Kim Woojun, Kang Soo Hwan, An Jae Young
Department of Neurology, Seoul St. Mary's Hospital, The Catholic University of Korea, Seoul, South Korea.
Department of Orthopedic Surgery, College of Medicine, St. Vincent's Hospital, The Catholic University of Korea, Seoul, South Korea.
Front Neurol. 2021 Sep 8;12:701571. doi: 10.3389/fneur.2021.701571. eCollection 2021.
Neuralgic amyotrophy (NA) is an acute, monophasic, painful inflammatory dysimmune focal, or multifocal mononeuropathy. The lesion in NA is not always restricted to the brachial plexus but also involves individual nerves or branches. The prognosis of NA is less favorable than previously assumed, but the reasons for poor recovery remain unknown. Nerve constriction may be one of the causes of poor prognosis in NA. Herein, we described a 54-year-old male with a history of type 2 diabetes in whom bilateral neuralgic amyotrophy developed with constriction of the posterior interosseous fascicle within the radial nerve. The patient experienced sudden-onset severe pain in both shoulders followed, 2 days later, by weakness in bilateral shoulders and the left forearm extensors over the subsequent month. The left forearm extensors were more severely affected than both shoulder girdle muscles. He noted a 7-kg weight loss for 1 month before pain onset. After diagnosing diabetic NA based on the clinical symptoms, imaging, and electrophysiological studies, treatment with systemic steroids improved pain and weakness in both shoulder muscles. Weakness in the left forearm extensors persisted after 1 month of steroid treatment. Follow-up ultrasound revealed constriction of the posterior interosseous fascicle within the main trunk of the left radial nerve at the elbow. Surgical exploration at 6 months after onset identified fascicle constriction, for which neurolysis was performed. Weakness in the extensors of the wrist and fingers did not improve during the 16-month follow-up. A single constriction of the fascicle within a peripheral nerve may often be under-recognized if NA presents with variable degrees of weakness in bilateral upper limbs. Furthermore, fascicular constriction without edema of the parent nerve may be easily missed on the initial ultrasound. A lack of early recognition of nerve constriction and delay in surgical intervention can result in unfavorable outcomes. The physician should consider the possibility of the fascicular constriction when evaluating patients suspected of brachial NA with significant weakness in the distal upper limb compared to the proximal weakness or weakness of the distal upper limb that does not improve over time.
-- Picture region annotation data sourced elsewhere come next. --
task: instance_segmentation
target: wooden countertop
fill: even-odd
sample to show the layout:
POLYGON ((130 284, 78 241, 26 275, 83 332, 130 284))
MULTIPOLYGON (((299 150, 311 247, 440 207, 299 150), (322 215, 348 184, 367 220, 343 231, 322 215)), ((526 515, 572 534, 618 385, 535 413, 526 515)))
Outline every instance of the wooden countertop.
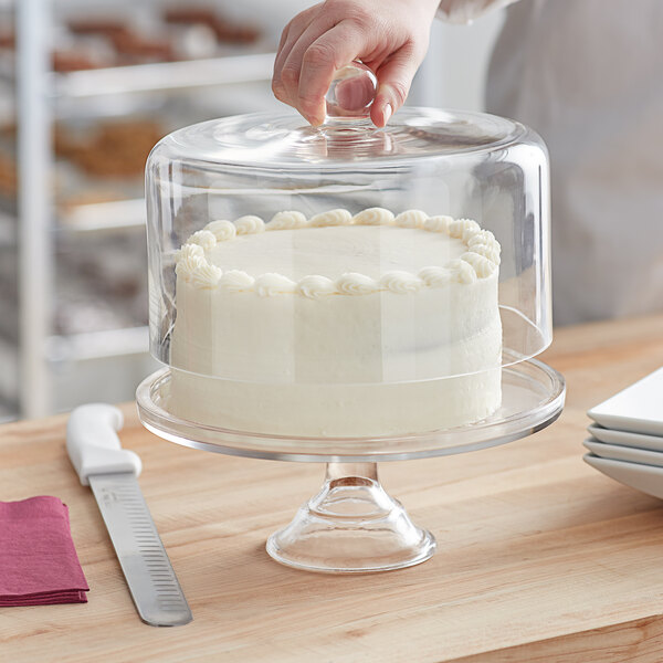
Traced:
POLYGON ((386 488, 438 538, 423 565, 324 576, 272 561, 266 537, 323 466, 162 442, 125 407, 123 443, 194 620, 143 624, 96 503, 64 449, 65 417, 0 428, 0 498, 61 497, 92 588, 76 606, 0 609, 0 659, 159 663, 663 660, 663 507, 581 457, 585 411, 663 366, 663 316, 559 329, 568 381, 545 431, 505 446, 383 463, 386 488))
神经性肌萎缩(NA)是一种急性、单相、疼痛性炎症性免疫失调性局灶性或多灶性单神经病。NA的病变并不总是局限于臂丛神经,也可累及单根神经或分支。NA的预后比之前认为的要差,但恢复不佳的原因尚不清楚。神经受压可能是NA预后不良的原因之一。在此,我们描述了一名54岁的2型糖尿病男性患者,其双侧神经性肌萎缩伴桡神经骨间后束受压。患者双肩突然出现剧痛,2天后双侧肩部及左前臂伸肌出现无力,持续1个月。左前臂伸肌比双侧肩带肌受累更严重。他在疼痛发作前1个月体重减轻了7公斤。根据临床症状、影像学和电生理检查诊断为糖尿病性NA后,全身应用类固醇治疗改善了双侧肩部肌肉的疼痛和无力。类固醇治疗1个月后,左前臂伸肌仍无力。随访超声显示左桡神经主干在肘部的骨间后束受压。发病6个月后手术探查发现束支受压,进行了神经松解术。在16个月的随访中,腕部和手指伸肌的无力没有改善。如果NA表现为双侧上肢不同程度的无力,外周神经内单一束支的受压可能常常未被充分认识。此外,在最初的超声检查中,母神经无水肿的束支受压可能很容易被遗漏。缺乏对神经受压的早期识别和手术干预的延迟可能导致不良后果。在评估怀疑为臂丛NA且上肢远端无力明显重于近端无力或上肢远端无力随时间无改善的患者时,医生应考虑束支受压的可能性。